Bei dem schweren Unwetter sind Häuser etwa in Braunsbach beschädigt oder komplett zerstört worden, Menschen stehen vor dem Nichts. Trotzdem schätzen Versicherer die Schäden geringer ein als beim Hagelsturm 2013.
Stuttgart - Nach den ersten Schätzungen dürfte die Schadenssumme nach den Unwettern im Südwesten niedriger ausfallen als nach den verheerenden Hagelstürmen 2013. Nach der SV Sparkassenversicherung rechnet auch die Württembergische Versicherung bislang mit einem Schadenaufkommen im zweistelligen Millionen-Euro-Bereich. „Damit sind wir nach derzeitigem Stand weit entfernt von dem Schaden im Jahr 2013“, sagte ein Sprecher des Finanzkonzerns W&W der Deutschen Presse-Agentur am Donnerstag. Die endgültige Bilanz steht aber noch aus.
Vor drei Jahren hatten heftige Gewitter mit tennisballgroßen Hagelkörnern in den Kreisen Reutlingen und Tübingen Felder, Dächer und Autos verwüstet und laut Versicherungen einen Gesamtschaden von mehr als einer Milliarde Euro hinterlassen. Allein 600 Millionen Euro trafen damals die SV Sparkassenversicherung, etwa 200 Millionen Euro kamen auf die Württembergische Versicherung.
Tief „Elvira“ hatte am Sonntagabend und in der darauffolgenden Nacht schwere Verwüstungen hinterlassen. Vier Menschen kamen in Baden-Württemberg ums Leben, zwei davon in Schwäbisch Gmünd. Tausende Helfer waren im Einsatz.
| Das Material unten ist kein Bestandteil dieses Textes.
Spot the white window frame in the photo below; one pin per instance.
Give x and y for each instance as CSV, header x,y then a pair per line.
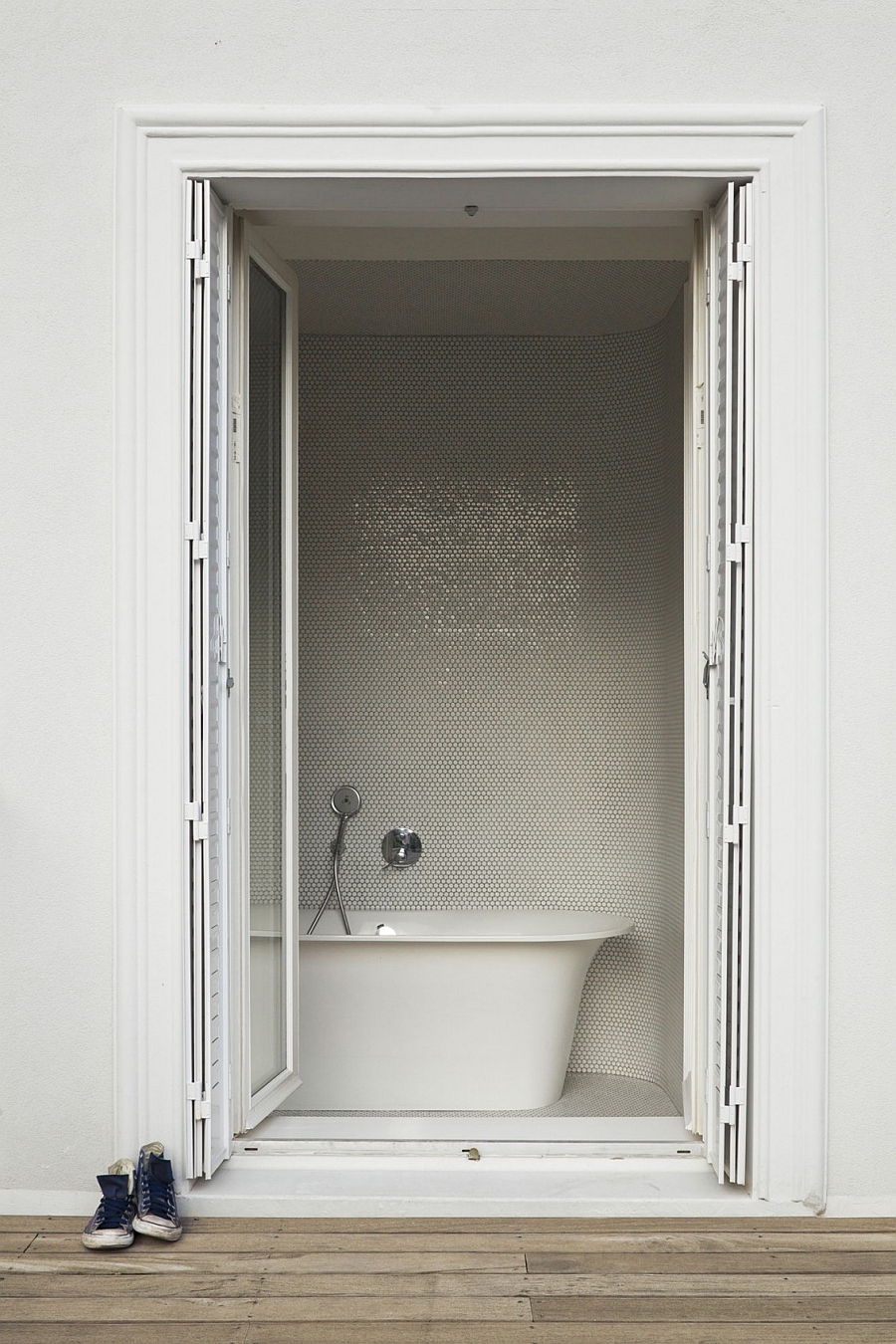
x,y
782,149
250,1108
Einige Zugstrecken sind nach Unwetterschäden noch bis kommende Woche gesperrt.
Landesregierung plant finanzielle Hilfen
Konkrete Zahlen für die aktuellen Schäden wollten beide Versicherer noch nicht nennen. Bei der SV Sparkassenversicherung, die als ehemaliger Monopolist immer noch etwa 70 Prozent der Gebäude im Land abdeckt, gingen bereits mehr als 5000 Meldungen ein. Bei der Württembergischen Versicherung waren es rund 2900 Schadensmeldungen - davon 1300 Schäden an Autos. Zum Vergleich: 2013 waren nach dem Hagelsturm im Raum Reutlingen insgesamt gut 70.000 Schäden allein bei der Sparkassenversicherung gemeldet worden.
Die Landesregierung denkt jetzt über finanzielle Unterstützung nach. Bei der nächsten Kabinettssitzung am Dienstag sollen erste Beschlüsse über Soforthilfen gefasst werden. Das Innenministerium sei beauftragt, die Schadenshöhe landesweit zu ermitteln, sagte ein Sprecher des Ministeriums. Dann werde über mögliche Maßnahmen entschieden. Wie die aussehen könnten, sei derzeit noch nicht sicher. Das Land kann nach Angaben eines Regierungssprechers Soforthilfen als Liquiditätshilfen gewähren, die später zurückgezahlt werden, wenn die Versicherungen greifen.
2008 hatte die Landesregierung den Geschädigten nach Hochwassern im Zollernalbkreis mit 1,8 Millionen Euro unter die Arme gegriffen - hinzu kamen 1,5 Millionen Euro Spenden. Die Geschädigten des Hagelsturms 2013 hatten nach Angaben des Innenministeriums keine Hilfen vom Land erhalten. Allerdings hatte das Land nach Überschwemmungen im gleichen Jahr Bundesmittel für Flutopfer an die Geschädigten ausgezahlt.
Baden-Württembergs Ministerpräsident Winfried Kretschmann (Grüne) bat die von Unwettern geschädigten Menschen um Geduld. „Ohne Bürokratie geht es nicht. Das sind ja Gelder, für die wir Rechenschaft ablegen“, sagte er am Mittwochabend bei einem Rundgang im besonders betroffenen Ort Braunsbach (Kreis Schwäbisch Hall).
Schaden in der Tierwelt
In dem Ort hat das Landesdenkmalamt rund 100 Denkmale gelistet - nach Darstellung eines Sprechers vergleichsweise viele für ein kleines Dorf. Es sei aber noch unklar, welche Schäden es gebe. Um etwa ein denkmalgeschütztes Gebäude zu erhalten, könne auch bei der Denkmalförderung Geld beantragt werden.
Das Unwetter hat nach Einschätzung des Naturschutzbundes (Nabu) auch in der Tierwelt viel Schaden angerichtet. „Quer durch alle Tierarten wird es zahlreiche Opfer gegeben haben“, sagte ein Sprecher des Landesverbandes in Stuttgart. Betroffen seien zum Beispiel Vögel, Fische und Insekten. Vor allem Jungtiere seien unter den Opfern. „Im Frühsommer ist der Kindergarten voll in der Tierwelt - und nun ist das Unwetter durch den Kindergarten gefegt.“
Unterdessen drohen neue Gewitter und Starkregen. „Freitag und Samstag nimmt das Risiko für unwetterartige Entwicklungen zu“, sagte eine Meteorologin vom Deutschen Wetterdienst (DWD) in Stuttgart. Wo genau die Unwetter aufträten, sei allerdings noch offen.